Yesterday afternoon, the long-awaited refreshed commissioning guidance for health visiting and school nursing was published by Public Health England (PHE). This guidance supersedes the previous guidance which was last updated in March 2018.

The guidance is presented in a suite of 3 documents to assist local authorities in the commissioning of health visiting and school nursing services to lead and co-ordinate delivery of public health for children aged 0 to 19.

In PHE’s announcement yesterday, Wendy Nicholson, Deputy Chief Nurse and Deputy Head of the World Health Organization Collaborating Centre for Public Health Nursing and Midwifery at Public Health England stated:

“Setting the foundations for health and wellbeing during pregnancy and in the early years is crucial to ensure we give every child the very best start in life as possible…

We are publishing the revised health visiting and school nursing model, which replaces the “456” model, to focus further on needs assessment so that interventions are personalised to respond to children and families’ needs across time”.

At the iHV, we are still working our way through all the details and their implications on health visiting practice. Important changes and considerations include:

  • The inclusion of two additional universal contacts at 3-4 months and 6 months. These will provide important opportunities to address key public health priorities including, perinatal mental health, child development, breastfeeding, childhood obesity prevention, immunisation uptake and accident prevention.
  • The language of the “4,5,6 model” has been removed; whilst the principles behind the model were sound, there has been widespread agreement that it had inadvertently driven a “race to the bottom” in some areas. The updated document contains welcomed recognition that the health visiting offer is much bigger than 5 mandated contacts, these are just a “gateway” into the service and as PHE highlight, “many areas are offering so much more” – we hope that this will indeed become the norm.
  • An increased emphasis on “personalised” care as well as professional and clinical judgement.

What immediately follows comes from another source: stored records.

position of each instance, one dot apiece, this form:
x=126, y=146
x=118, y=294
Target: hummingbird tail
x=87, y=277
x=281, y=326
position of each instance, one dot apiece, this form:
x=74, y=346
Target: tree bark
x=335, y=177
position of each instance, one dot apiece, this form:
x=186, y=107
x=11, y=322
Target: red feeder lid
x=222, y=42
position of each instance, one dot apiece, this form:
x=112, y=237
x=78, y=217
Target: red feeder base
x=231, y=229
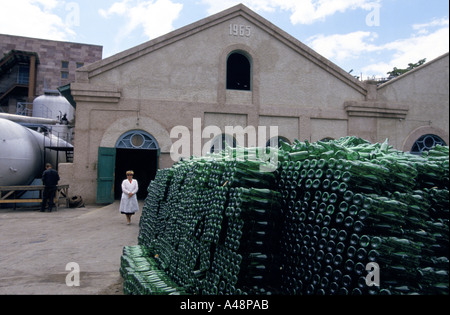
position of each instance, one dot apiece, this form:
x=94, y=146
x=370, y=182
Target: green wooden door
x=105, y=175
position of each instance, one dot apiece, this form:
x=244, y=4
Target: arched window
x=137, y=139
x=426, y=143
x=238, y=72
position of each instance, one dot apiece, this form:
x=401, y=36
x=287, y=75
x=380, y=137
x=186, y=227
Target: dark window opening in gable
x=238, y=72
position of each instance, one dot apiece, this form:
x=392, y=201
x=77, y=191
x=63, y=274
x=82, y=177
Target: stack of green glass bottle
x=350, y=203
x=305, y=218
x=142, y=276
x=210, y=223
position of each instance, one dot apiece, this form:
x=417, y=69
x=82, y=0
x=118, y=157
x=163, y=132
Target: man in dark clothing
x=50, y=179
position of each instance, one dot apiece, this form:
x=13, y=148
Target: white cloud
x=429, y=40
x=342, y=47
x=302, y=11
x=154, y=17
x=34, y=18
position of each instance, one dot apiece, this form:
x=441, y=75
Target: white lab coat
x=127, y=204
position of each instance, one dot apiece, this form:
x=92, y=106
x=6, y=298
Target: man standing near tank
x=50, y=179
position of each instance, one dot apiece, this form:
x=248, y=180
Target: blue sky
x=369, y=37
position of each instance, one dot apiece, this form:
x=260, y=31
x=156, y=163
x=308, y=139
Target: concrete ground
x=36, y=247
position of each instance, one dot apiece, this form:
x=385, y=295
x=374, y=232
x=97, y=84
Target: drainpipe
x=32, y=79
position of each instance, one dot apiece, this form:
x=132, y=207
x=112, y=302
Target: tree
x=396, y=72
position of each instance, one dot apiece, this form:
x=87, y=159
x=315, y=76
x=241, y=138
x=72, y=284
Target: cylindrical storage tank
x=52, y=106
x=21, y=158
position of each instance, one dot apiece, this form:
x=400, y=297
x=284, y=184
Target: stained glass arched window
x=137, y=139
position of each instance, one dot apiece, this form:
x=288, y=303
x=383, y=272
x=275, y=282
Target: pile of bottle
x=350, y=205
x=212, y=226
x=142, y=276
x=338, y=217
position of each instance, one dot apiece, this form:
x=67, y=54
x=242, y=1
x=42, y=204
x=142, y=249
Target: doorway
x=138, y=151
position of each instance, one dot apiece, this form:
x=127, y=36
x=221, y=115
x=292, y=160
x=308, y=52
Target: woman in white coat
x=128, y=202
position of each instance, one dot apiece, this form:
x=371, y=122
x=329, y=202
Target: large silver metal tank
x=22, y=157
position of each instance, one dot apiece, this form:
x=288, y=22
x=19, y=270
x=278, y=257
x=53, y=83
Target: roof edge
x=130, y=54
x=404, y=75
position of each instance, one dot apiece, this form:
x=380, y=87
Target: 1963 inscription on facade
x=240, y=30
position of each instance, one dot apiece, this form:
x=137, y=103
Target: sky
x=366, y=38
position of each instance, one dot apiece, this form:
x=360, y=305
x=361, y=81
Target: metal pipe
x=29, y=120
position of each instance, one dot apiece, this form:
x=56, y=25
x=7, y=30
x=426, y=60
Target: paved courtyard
x=36, y=247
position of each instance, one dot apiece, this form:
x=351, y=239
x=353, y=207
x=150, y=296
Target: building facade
x=233, y=69
x=30, y=66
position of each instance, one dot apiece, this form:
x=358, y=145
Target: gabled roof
x=405, y=75
x=98, y=67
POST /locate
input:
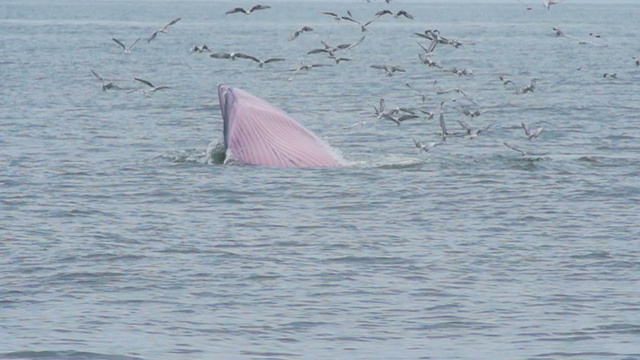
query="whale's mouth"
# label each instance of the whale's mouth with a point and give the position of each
(258, 133)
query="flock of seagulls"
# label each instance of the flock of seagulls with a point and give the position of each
(428, 41)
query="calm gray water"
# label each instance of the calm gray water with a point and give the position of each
(123, 239)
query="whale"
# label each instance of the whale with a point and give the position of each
(258, 133)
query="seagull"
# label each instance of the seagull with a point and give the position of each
(297, 33)
(473, 133)
(162, 29)
(548, 3)
(383, 12)
(304, 67)
(403, 13)
(247, 12)
(443, 129)
(472, 114)
(580, 41)
(261, 63)
(429, 50)
(153, 87)
(200, 49)
(232, 56)
(426, 146)
(456, 90)
(522, 152)
(332, 14)
(525, 5)
(388, 70)
(105, 86)
(423, 95)
(399, 119)
(532, 133)
(332, 49)
(338, 59)
(363, 27)
(505, 81)
(528, 88)
(379, 111)
(127, 51)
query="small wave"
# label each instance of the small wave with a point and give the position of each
(215, 154)
(66, 355)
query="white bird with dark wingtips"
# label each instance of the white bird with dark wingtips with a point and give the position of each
(105, 85)
(261, 63)
(232, 56)
(505, 81)
(548, 3)
(403, 13)
(528, 88)
(127, 50)
(388, 69)
(426, 146)
(153, 87)
(298, 32)
(163, 29)
(399, 119)
(473, 133)
(247, 12)
(522, 152)
(532, 133)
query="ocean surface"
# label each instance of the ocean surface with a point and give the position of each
(123, 237)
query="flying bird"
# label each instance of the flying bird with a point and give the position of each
(153, 87)
(297, 33)
(532, 133)
(162, 29)
(426, 146)
(232, 56)
(399, 119)
(247, 12)
(127, 50)
(473, 133)
(105, 85)
(403, 13)
(200, 49)
(548, 3)
(388, 69)
(528, 88)
(522, 152)
(505, 81)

This is a helpful reframing of policy which underpins the professional autonomy of the health visitor which is so important if we want to avoid a “one size fits all” approach.
  • Updated language and increased emphasis on health visitors’ contribution to recent policy priorities including, early language development, preconception care and vulnerability.
  • Increased scope for “Emotional Health and Wellbeing Assessments” – alongside maternal mental health, these will now include fathers and babies. In particular, this includes a clear statement that, “Health visitors assess maternal mental health at all health visiting mandated reviews” (NOTE: health visitors, not health visiting; document 2, p.24).
  • We note that in places within the document, there has been a shift in language referring to health visiting, rather than “health visitor”. Will this lead to further erosion of “health visitors” from key elements of the Healthy Child Programme?

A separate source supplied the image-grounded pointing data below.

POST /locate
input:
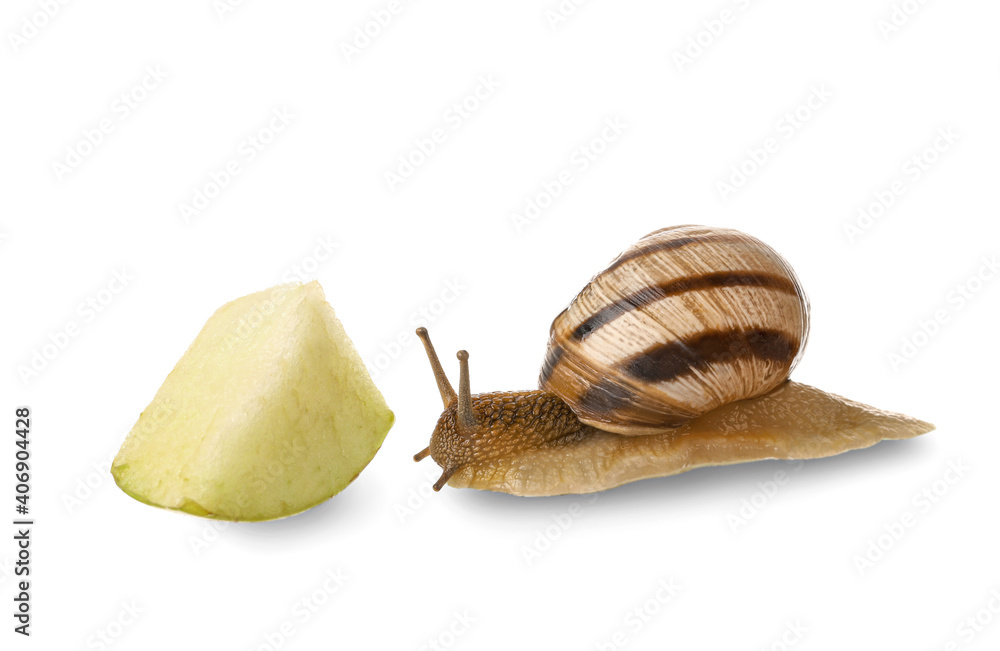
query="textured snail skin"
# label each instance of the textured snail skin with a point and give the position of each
(522, 451)
(676, 356)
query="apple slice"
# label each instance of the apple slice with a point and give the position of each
(269, 412)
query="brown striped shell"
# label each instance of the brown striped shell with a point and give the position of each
(686, 320)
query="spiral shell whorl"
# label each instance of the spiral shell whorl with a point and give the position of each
(687, 319)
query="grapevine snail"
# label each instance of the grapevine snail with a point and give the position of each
(676, 356)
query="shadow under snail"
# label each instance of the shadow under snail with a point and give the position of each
(676, 356)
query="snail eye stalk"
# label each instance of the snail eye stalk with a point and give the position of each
(444, 386)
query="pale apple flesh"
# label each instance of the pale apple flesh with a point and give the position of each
(269, 412)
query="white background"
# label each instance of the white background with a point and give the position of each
(563, 572)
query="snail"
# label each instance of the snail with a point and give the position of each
(676, 356)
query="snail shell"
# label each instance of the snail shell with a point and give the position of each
(686, 320)
(676, 356)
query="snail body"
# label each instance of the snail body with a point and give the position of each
(674, 357)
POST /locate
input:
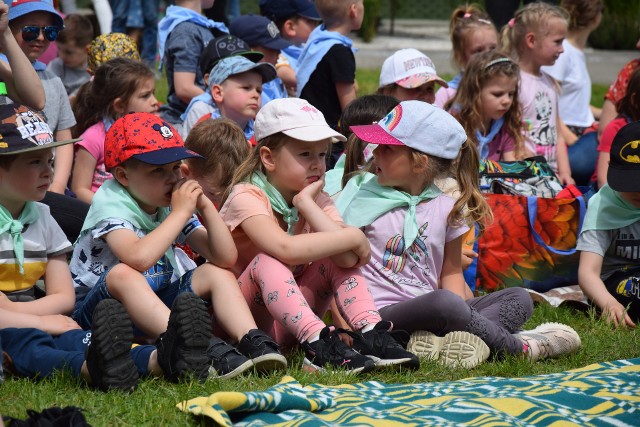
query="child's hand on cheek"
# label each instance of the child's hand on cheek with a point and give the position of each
(185, 196)
(309, 193)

We encourage you to read it and tell us your views – we are working our way through the detail.

From what we have read and digested so far, there is a lot in these documents that we welcome. The obvious “elephant in the room” is the lack of details on funding, accountability and essential strategy to address the current workforce issues in health visiting. Let’s hope that these are forthcoming to support the translation of this policy into strategy and the action needed to achieve PHE’s ambition of “No child left behind” – which of course is an ambition that we wholeheartedly share.